On February 11, 2020, District Court Judge Victor Marrero concluded that the $26 billion merger of Sprint with T-Mobile did not violate U.S. antitrust laws. Judge Marrero rejected the claims of fourteen states that sued to block the merger and found that efficiencies and other benefits of the transaction made the merger procompetitive.
Over the last twenty years, prices for cell phone plans in the United States—relative to Europe—have become increasingly expensive. According to Thomas Phillipon, Professor of Finance at the N.Y.U. Stern School of Business, the relative difference in prices is attributable to a lack of competition resulting from increased industry concentration. In his opinion, Judge Marrero concluded that the states provided sufficient evidence that the merger would lead to potentially anticompetitive levels of concentration. Nonetheless, Judge Marrero cited evidence of merger-specific and verifiable efficiencies to conclude that the procompetitive benefits of the efficiencies —$26 billion in network cost savings and another $17 billion in other operating costs savings—mitigated the anticompetitive concentration levels articulated by the plaintiff states.

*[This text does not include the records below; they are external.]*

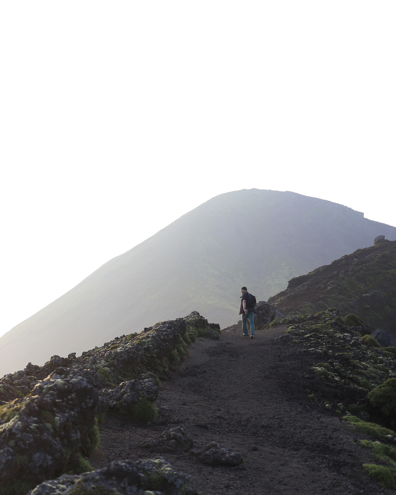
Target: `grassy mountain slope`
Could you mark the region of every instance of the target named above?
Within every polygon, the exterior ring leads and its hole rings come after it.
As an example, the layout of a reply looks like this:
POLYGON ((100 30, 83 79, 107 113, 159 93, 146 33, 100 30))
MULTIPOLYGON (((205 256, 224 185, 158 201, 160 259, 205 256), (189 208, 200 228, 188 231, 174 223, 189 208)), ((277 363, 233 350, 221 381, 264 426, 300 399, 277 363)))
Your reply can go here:
POLYGON ((285 314, 332 307, 396 335, 396 242, 385 241, 292 279, 269 301, 285 314), (357 260, 355 261, 357 255, 357 260))
POLYGON ((221 195, 110 260, 0 338, 0 374, 52 354, 197 310, 222 326, 238 319, 242 285, 258 300, 287 281, 396 228, 350 208, 291 192, 221 195))

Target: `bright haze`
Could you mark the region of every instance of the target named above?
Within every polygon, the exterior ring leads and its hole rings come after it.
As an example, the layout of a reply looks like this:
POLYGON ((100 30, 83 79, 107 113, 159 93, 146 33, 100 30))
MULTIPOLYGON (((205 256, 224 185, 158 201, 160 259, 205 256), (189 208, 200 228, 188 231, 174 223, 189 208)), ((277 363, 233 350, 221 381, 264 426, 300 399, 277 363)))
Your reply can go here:
POLYGON ((0 335, 229 191, 294 191, 396 225, 394 2, 0 14, 0 335))

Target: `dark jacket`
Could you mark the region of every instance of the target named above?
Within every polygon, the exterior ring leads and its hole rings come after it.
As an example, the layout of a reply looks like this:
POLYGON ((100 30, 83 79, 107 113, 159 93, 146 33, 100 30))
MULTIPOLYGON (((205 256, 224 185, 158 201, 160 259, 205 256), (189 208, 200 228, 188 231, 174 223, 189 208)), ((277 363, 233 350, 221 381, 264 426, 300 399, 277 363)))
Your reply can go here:
POLYGON ((244 311, 244 304, 242 302, 244 299, 246 301, 246 309, 248 310, 248 312, 255 313, 256 310, 254 309, 254 306, 249 306, 248 305, 248 302, 249 302, 249 293, 247 291, 246 292, 244 292, 241 296, 241 306, 239 308, 239 314, 245 314, 245 311, 244 311))

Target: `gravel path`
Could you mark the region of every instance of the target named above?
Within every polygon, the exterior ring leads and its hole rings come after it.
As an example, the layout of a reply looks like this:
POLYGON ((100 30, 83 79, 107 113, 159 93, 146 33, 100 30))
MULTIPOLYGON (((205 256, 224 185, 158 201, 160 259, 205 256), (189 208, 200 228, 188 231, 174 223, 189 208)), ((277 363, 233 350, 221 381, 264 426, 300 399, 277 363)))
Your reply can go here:
POLYGON ((301 392, 318 356, 275 341, 283 329, 257 331, 254 339, 226 330, 219 341, 197 341, 180 371, 162 383, 157 421, 142 426, 114 414, 100 426, 94 467, 155 457, 139 444, 178 425, 197 447, 214 441, 245 458, 237 467, 212 467, 188 453, 162 454, 192 476, 201 495, 394 494, 364 473, 362 464, 375 462, 359 445, 365 436, 315 411, 301 392))

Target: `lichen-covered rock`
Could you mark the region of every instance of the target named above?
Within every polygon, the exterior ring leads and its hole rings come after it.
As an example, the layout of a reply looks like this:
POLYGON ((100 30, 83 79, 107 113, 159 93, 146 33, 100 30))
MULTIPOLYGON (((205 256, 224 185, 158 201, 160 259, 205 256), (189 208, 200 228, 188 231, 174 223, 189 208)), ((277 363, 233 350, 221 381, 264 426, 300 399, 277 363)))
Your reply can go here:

Members of the House of Representatives, union leaders, and public interest groups raised concerns during the merger review process about the cost savings and efficiencies attributable to job losses and layoffs. In congressional hearings evaluating the potential impact of the merger, members on the House Antitrust Subcommittee and the House Communications and Technology Subcommittee raised concerns about the merger’s impact on labor markets. However, none of these concerns made their way into Judge Marerro’s opinion. As Gigi Sohn, Senior Fellow at the Georgetown Law Center on Law and Technology, explained, “one of the key rationales for the merger is ‘efficiencies’ which means getting rid of redundant stores and personnel. Even the trial judge mentioned that… I’ve never seen a merger that has resulted in more jobs, and [T-Mobile’s] promises are unenforceable.”
T-Mobile lauded the decision in a press release, reiterating some of the procompetitive efficiencies Judge Marrero relied on in his decision. New T-Mobile, as the merged firm is called, believes that the merger will have a variety of benefits, including speeds five times faster than the current LTE, major telecommunications construction to expand network capacity for rural Americans and vulnerable urban populations, and the same or lower prices for services over the next three years.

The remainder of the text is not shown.